Currently, the main storyline of the Pirates offense, and probably of the team in general is the debut/early success of prized prospect Austin Meadows. Through three games, Meadows is 5-11, highlighted by his first Big League home run that should have jump started a come-from-behind win Sunday afternoon. We shouldn’t make too much of 11 at-bats, but if Meadows continues to rake, he could create an interesting dilemma regarding the crowed Pirates outfield long term.

Aside from Meadows, the offense averaged 4.5 runs per game over this home stand. For a team that’s averaging 4.9 runs overall, that’s slightly below the standard.

The bad

There were a few lousy hitting performances this past week, such as Derek Holland throwing 6.1 shutout frames in last Sunday’s series finale with the Giants, but the stretch I’d like the highlight is the last three games of the Padres series.

Friday night, the Bucs left 13 men on base and lost the game.
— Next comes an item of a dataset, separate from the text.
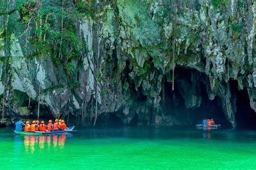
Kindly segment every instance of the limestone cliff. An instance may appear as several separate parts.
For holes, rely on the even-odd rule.
[[[232,81],[256,111],[253,0],[2,1],[6,115],[39,100],[83,125],[111,112],[125,125],[169,126],[209,100],[235,127]]]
Saturday, Clayton Richard pitched into the eighth inning and took just 84 tosses to do so, and the Pirates lost the game. Sunday, the bats didn’t get going until the sixth inning, and although it wasn’t because of the offense, the Pirates lost the game.

Friday and Saturday, in particular, were ugly offensive performances and if the Pirates can’t hit, the won’t reach their ceiling in 2018.